Ambas as partes participaram na sessão de Pré-Mediação, seguida de Mediação, da qual não resultou acordo, pelo que se procedeu ao agendamento da Audiência de Julgamento, a qual se realizou com obediência às formalidades legais como da Acta se infere.

Fixo o valor da acção em €14.980,00 (catorze mil novecentos e oitenta euros).
Cumpre apreciar e decidir.

III - FUNDAMENTAÇÃO FÁCTICA
Da matéria carreada para os autos, resultou provado que:
A) No mês de junho (e não Julho) de 2022, iniciaram as escavações/fundações dos alicerces da obra licenciada pela “[ORG-4]” com o alvará de licenciamento de construção n.º 413/20, titulado pela ora Demandada [PES-1], referente ao prédio sito na [...], em [...], [...];
B) A construção estava a cargo da ora demandada [ORG-2], Lda.”, tendo sido edificada colada à propriedade do Demandante na [...], n.º 16, [Cód.
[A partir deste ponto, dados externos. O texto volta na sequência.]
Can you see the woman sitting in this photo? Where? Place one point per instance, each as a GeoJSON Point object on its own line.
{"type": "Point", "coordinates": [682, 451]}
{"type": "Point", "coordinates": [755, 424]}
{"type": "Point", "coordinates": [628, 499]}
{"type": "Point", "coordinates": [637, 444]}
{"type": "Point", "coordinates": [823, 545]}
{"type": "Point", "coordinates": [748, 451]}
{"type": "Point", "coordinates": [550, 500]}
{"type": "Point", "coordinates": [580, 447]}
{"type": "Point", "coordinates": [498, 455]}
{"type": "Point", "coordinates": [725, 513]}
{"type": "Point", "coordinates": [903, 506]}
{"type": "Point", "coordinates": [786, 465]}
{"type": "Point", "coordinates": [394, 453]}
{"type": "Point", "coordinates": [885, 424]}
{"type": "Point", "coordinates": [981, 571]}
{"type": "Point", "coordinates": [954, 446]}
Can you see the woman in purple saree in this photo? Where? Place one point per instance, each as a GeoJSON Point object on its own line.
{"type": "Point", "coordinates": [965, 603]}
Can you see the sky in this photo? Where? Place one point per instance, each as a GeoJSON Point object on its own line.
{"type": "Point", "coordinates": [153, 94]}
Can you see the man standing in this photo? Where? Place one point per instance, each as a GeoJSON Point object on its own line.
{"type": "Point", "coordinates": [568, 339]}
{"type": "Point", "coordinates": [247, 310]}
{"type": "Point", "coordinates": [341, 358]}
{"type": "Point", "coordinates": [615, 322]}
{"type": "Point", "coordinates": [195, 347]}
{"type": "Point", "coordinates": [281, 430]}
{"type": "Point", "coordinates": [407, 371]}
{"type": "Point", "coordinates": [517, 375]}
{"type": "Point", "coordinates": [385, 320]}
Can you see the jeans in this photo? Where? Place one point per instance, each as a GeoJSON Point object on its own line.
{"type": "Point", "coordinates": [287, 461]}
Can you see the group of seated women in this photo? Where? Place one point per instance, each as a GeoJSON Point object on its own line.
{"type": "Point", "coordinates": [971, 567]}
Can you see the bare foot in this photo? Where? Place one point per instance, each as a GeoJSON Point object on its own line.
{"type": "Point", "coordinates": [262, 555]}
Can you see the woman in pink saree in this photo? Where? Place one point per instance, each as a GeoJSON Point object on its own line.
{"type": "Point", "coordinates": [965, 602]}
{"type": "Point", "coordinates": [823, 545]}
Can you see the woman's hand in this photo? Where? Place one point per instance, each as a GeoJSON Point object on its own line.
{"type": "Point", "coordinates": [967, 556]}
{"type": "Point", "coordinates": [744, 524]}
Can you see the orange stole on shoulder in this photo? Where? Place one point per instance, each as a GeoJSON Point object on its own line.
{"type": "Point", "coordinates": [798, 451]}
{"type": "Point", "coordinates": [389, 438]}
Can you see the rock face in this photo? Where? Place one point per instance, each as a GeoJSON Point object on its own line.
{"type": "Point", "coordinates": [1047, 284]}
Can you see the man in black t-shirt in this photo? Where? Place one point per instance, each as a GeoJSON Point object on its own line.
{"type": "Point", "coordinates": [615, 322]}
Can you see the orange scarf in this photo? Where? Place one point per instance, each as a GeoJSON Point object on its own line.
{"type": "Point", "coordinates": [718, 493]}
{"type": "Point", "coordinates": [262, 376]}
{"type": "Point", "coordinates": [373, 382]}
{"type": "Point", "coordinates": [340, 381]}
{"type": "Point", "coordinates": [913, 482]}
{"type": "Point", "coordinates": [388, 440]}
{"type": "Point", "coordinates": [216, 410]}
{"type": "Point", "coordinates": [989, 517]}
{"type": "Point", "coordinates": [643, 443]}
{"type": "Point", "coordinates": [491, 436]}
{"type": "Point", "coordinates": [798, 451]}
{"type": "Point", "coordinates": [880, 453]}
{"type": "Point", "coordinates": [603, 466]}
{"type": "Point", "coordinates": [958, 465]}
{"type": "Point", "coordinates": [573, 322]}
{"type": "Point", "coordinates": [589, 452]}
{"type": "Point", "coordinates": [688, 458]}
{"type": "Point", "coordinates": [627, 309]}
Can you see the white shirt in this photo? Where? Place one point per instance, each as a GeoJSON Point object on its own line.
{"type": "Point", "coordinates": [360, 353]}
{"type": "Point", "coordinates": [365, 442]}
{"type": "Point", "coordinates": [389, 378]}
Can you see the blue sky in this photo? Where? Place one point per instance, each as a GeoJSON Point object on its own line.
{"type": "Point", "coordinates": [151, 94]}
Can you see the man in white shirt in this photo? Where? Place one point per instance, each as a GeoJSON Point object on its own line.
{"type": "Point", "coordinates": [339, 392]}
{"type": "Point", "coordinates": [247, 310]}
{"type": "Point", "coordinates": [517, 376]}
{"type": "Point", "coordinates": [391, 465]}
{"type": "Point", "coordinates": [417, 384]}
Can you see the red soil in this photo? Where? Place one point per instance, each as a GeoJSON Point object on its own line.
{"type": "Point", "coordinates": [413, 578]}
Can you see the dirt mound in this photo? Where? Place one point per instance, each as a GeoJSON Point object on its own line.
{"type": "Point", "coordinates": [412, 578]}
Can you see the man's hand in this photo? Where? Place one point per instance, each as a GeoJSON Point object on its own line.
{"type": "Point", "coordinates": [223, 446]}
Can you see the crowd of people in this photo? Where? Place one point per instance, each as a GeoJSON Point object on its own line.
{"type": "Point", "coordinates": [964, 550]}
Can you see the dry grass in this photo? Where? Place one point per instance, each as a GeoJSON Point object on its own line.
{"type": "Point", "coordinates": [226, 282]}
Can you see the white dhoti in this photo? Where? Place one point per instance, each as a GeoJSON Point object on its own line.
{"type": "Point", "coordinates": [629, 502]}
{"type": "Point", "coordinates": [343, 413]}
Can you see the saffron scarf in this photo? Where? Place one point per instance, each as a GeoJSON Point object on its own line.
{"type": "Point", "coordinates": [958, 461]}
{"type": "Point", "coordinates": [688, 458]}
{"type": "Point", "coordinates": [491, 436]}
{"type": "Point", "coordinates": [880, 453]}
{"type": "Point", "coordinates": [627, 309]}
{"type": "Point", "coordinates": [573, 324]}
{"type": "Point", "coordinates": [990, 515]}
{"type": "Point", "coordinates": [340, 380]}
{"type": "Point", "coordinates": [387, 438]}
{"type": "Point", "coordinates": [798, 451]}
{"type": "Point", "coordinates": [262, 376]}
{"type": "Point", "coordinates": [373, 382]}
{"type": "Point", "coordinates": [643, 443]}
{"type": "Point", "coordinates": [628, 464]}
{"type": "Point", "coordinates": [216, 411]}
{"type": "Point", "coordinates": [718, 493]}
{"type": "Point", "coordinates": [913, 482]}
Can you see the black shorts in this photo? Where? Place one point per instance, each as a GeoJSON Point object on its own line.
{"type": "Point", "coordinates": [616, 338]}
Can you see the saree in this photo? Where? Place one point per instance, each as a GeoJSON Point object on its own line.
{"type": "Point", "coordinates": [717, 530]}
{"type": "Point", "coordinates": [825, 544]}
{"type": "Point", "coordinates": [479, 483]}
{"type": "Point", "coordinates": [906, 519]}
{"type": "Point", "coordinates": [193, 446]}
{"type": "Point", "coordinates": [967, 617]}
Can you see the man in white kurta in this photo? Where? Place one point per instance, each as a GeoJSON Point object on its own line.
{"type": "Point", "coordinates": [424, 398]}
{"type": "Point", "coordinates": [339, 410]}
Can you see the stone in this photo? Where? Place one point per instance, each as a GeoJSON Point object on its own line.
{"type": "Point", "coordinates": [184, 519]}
Postal-4] [...], [...] – cfr. Caderneta Predial Urbana a fls. 5 e 6;
C) A estrutura da propriedade da Demandante abateu, provocando o deslocamento do piso de acesso à garagem com rachadelas no pavimento – cfr. fotos a fls. 18 a 33;
D) O Demandante contactou o construtor, mais precisamente o sócio [PES-2], bem como os proprietários do imóvel, que foram a casa do Demandante e observaram o sucedido;
E) No dia 24.08.2022, a Demandante enviou email ao sócio da Demandada, [PES-2], a solicitar a reparação dos danos, e a 06.09.2022 outro email a pedir resposta – cfr. emails a fls. 14;
F) A 16.09.2022, participou o sucedido à “[ORG-4]” – cfr. requerimento a fls. 15;
G) A 14.10.2022, reclamou da falta de resposta da “[ORG-4]” – cfr. requerimento a fls. 16;
H) Nessa mesma data pediu consulta do processo para recolher os dados do seguro de responsabilidade civil – cfr. requerimento a fls. 17;
I) A Demandante participou ao seu seguro (“Ocidental”) os danos causados na sua propriedade, tendo a Seguradora lhe respondido por missiva datada de 13.10.2022, que: “Não é possível pagar-lhe porque os danos que nos reclamou não foram produzidos por um fenómeno geológico natural. O assentamento do pavimento do espaço exterior à casa apresenta desníveis em consequência de insuficiências materiais no processo de construção, que poderão ter sido provocados ou agravados pela realização da escavação do terreno adjacente para a construção da moradia aí implantada, e a tardia consolidação do solo de fundação por défice de compactação do mesmo. Este deficiente assentamento do pavimento desta zona é a causa dos danos que nos reclamou.” - cfr. missiva a fls. 8;
J) A 19.10.2022, a Demandante participou ao seguro do construtor (“Ageas”) que lhe respondeu que só avançaria a pedido do seu cliente – cfr. Apólice e emails trocados, a fls. 9 a 13;
K) A Demandada “[ORG-2]” foi contratada pela Demandada [PES-1] para, designadamente, executar os trabalhos de preparação do terreno para implantação da moradia na [...], em [...], [...], conforme projeto de arquitectura aprovado;
L) Em junho de 2021, a Demandada “[ORG-2]” diligenciou pela preparação do terreno (não se apurou que tenha consistido apenas na limpeza do mesmo) para a implementação das fundações da moradia;
M) Nessa altura foi feito um registo fotográfico, onde se verifica que no prédio da Demandante existiam àquela data fissuras na parte exterior do muro – cfr. fotos a fls. 49 a 51 (mas não se apurou que naquela mesma data existissem fissuras no pavimento/pátio exterior da moradia da Demandante, sendo que não foram juntas quaisquer fotos tiradas nesse espaço em 2021, mas apenas em Julho de 2022);
N) O prédio da Demandante tem cerca de 18 anos;
O) Após ter sido dado início aos trabalhos, e como o terreno mostrou ser de fraca qualidade, foi submetida uma alteração ao projeto aprovado junto da [ORG-8], tendo, por esse motivo, a obra ficado parada durante um ano - cfr. Aprovação de processo n.º [Nº Identificador-3], a fls. 55 a 82;
P) A obra foi retomada em junho de 2022, após parecer favorável emitido pela [ORG-5] em 03.05.2022 – cfr. comunicação da Câmara Municipal de [...] a fls. 84 e 85;
Q) A 27.06.2022, foram iniciados os trabalhos, os quais passaram por execução das fundações da moradia.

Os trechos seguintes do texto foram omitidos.